Biden noted months of diplomacy devoted to coalition building with ”other freedom-loving nations in Europe and the Americas to the Asian and African continents to confront Putin.” The president made it clear that U.S. troops would not fight in Ukraine but would “defend our NATO allies in the event that Putin decides to keep moving west.” To that end, Biden said that “the United States and our allies will defend every inch of territory that is NATO territory with the full force of our collective power.”

Loser: Russia

Biden did not mince words about the hardships to come for Ukraine and seemed to be preparing the public for what could be a brutal outcome when he said, “the next few days, weeks and months will be hard [on Ukraine]. Putin has unleashed violence and chaos. But while he may make gains on the battlefield, he will pay a continuing high price over the long run.” The cost, in addition to sanctions leveled so far, included a new announcement by the president that U.S. airspace would close, effective immediately, to all Russian aircraft and a new Justice Department task force would investigate Russian oligarchs “who have bilked billions of dollars off this violent regime.” Biden specified that U.S. officials would seize “their yachts, their luxury apartments, their private jets…[their] ill-begotten gains” and painted a portrait of a cratering Russian economy with an isolated Putin squarely to blame.

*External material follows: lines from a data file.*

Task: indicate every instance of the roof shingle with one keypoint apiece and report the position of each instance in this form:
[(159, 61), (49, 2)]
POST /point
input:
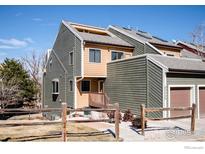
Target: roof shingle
[(180, 63)]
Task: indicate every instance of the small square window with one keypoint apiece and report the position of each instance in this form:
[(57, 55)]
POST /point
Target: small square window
[(85, 86), (117, 55)]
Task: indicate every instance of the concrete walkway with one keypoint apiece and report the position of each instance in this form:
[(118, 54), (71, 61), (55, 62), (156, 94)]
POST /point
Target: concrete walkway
[(178, 130)]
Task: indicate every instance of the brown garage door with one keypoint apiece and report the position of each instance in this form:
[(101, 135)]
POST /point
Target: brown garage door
[(179, 97), (202, 102)]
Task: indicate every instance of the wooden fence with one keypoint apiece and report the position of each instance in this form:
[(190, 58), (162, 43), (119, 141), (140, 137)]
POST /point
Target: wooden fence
[(147, 110), (64, 111)]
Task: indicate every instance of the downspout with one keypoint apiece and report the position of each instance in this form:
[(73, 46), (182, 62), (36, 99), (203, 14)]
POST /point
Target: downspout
[(82, 73), (64, 71)]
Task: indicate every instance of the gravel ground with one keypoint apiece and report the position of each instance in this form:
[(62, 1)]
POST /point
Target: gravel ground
[(178, 130)]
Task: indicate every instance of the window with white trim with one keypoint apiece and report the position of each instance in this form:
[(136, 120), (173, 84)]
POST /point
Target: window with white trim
[(116, 55), (85, 86), (70, 58), (50, 64), (94, 55), (71, 85), (55, 89)]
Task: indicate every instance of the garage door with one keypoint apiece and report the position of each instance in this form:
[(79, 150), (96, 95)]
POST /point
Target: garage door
[(179, 97), (202, 102)]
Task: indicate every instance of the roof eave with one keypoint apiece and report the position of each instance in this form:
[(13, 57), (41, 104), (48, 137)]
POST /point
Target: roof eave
[(87, 41)]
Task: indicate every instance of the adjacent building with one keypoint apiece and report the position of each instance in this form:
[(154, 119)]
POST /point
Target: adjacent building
[(89, 66)]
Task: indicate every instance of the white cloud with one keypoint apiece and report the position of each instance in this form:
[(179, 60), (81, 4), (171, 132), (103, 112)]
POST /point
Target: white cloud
[(13, 43), (6, 47), (29, 40), (18, 14), (3, 53), (37, 19)]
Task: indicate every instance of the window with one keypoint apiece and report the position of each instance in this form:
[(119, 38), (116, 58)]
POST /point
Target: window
[(94, 55), (50, 64), (170, 55), (55, 90), (71, 85), (85, 86), (71, 58), (117, 55), (55, 87)]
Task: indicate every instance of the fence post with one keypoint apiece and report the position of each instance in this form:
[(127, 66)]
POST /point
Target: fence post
[(193, 117), (64, 116), (117, 121), (142, 117)]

Man building a car at manufacturing facility

Economy

Winner: American workers

In the midst of a hot hiring market, Biden laid the foundation for a flurry of well-paying new employment opportunities in a multitude of sectors, including construction for highway and bridge projects, the manufacturing of goods made in America to stem foreign supply chain woes and a manufacturing boom that promises a new sheen on the old Rust Belt. He called for lowering prescription drug prices, energy costs and child-care costs, and overhauling the tax system with the largest corporations paying more in federal taxes.

Loser: Time and certainty

The president sought to reassure Americans when he said, “we’re going to be ok.” But the president was clear: “A Russian dictator, invading a foreign country, has costs around the world.” Biden announced he would release 30 million barrels of oil from the Strategic Petroleum Reserve while allies released more abroad to “help blunt gas prices here at home.” He acknowledged that Americans have been hit hard by inflation but his combination of policies to “lower costs, not wages” will clearly take time.

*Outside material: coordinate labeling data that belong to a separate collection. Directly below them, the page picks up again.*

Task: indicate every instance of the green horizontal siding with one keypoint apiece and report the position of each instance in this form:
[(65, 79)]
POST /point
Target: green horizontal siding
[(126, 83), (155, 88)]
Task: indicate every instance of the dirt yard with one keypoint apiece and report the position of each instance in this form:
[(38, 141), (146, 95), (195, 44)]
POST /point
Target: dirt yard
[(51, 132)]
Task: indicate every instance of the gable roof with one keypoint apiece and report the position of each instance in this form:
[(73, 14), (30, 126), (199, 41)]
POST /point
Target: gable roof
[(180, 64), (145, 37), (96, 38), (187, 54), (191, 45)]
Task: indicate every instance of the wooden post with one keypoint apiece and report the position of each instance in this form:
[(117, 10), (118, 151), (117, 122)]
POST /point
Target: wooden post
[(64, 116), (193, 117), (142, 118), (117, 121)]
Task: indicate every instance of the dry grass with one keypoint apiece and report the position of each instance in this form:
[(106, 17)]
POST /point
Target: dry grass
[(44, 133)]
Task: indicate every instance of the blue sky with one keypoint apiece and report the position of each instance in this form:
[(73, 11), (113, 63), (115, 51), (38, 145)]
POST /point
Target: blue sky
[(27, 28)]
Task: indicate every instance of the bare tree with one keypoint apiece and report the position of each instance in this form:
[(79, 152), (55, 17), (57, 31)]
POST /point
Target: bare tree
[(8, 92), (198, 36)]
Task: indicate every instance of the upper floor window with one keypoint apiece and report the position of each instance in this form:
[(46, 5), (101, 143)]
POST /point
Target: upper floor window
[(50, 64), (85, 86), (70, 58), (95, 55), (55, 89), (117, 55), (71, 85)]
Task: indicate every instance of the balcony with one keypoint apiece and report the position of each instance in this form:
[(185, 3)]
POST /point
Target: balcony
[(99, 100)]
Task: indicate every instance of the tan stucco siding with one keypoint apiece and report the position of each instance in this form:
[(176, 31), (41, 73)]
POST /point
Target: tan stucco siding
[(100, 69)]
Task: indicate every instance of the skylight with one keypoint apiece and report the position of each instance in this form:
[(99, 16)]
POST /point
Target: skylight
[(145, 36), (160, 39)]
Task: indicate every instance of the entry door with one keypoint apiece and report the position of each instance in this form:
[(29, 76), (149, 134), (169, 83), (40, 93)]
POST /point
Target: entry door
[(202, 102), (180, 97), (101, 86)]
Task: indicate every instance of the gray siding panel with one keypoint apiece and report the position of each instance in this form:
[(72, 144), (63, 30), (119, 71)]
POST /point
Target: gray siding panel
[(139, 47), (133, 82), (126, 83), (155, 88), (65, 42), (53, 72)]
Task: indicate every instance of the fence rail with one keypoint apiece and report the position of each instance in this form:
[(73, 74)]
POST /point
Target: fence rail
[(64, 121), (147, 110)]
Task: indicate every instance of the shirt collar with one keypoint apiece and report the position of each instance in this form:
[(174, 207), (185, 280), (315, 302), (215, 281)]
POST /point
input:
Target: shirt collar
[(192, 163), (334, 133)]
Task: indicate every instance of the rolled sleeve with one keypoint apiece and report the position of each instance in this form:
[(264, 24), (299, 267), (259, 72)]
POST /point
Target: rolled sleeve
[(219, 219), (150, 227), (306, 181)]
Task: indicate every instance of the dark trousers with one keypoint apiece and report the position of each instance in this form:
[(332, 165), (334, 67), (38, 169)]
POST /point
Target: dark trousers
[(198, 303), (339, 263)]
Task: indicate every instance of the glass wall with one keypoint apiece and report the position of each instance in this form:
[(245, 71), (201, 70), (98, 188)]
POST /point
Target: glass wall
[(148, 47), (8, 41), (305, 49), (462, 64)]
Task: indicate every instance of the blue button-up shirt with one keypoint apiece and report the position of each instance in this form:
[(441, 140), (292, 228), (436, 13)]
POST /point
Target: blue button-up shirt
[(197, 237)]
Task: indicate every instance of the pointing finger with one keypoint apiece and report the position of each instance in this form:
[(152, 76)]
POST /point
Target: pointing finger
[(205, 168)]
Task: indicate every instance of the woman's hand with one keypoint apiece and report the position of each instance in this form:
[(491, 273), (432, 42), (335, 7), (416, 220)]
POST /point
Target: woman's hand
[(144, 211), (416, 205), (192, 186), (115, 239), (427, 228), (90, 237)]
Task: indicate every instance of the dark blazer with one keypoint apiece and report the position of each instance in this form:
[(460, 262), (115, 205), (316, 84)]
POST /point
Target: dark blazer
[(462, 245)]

Medical worker and medical supplies at a COVI9-19 testing site

COVID-19

Winner: Optimism

Biden entered the House Chamber maskless, as did most others present, offering the American public the clearest visual in two years that the toughest days of the pandemic are receding, as states move to lift COVID-19 restrictions amid falling infection and hospitalization rates. He announced what he called a “Test to Treat” plan that would allow pharmacies to dispense antiviral pills on the spot free to anyone who tests positive for COVID-19 and said Americans can once again order home testing kits from the government starting next week. “With 75% of adult Americans fully vaccinated and hospitalizations down by 77%, most Americans can remove their masks, return to work, stay in the classroom, and move forward safely,” he said.

Loser: Patience

Biden was blunt when he said, directly to the American people, “I know you’re tired, frustrated, and exhausted.” And to parents of the youngest Americans not yet eligible for vaccines, he sought to offer assurance: “The scientists are working hard to get that done and we’ll be ready with plenty of vaccines when they do.” The president said he would be asking Congress for additional funding to prepare for a possible resurgence. “If Congress provides the funds we need, we’ll have new stockpiles of tests, masks, and pills ready if needed. I cannot promise a new variant won’t come. But I can promise you we’ll do everything within our power to be ready if it does.”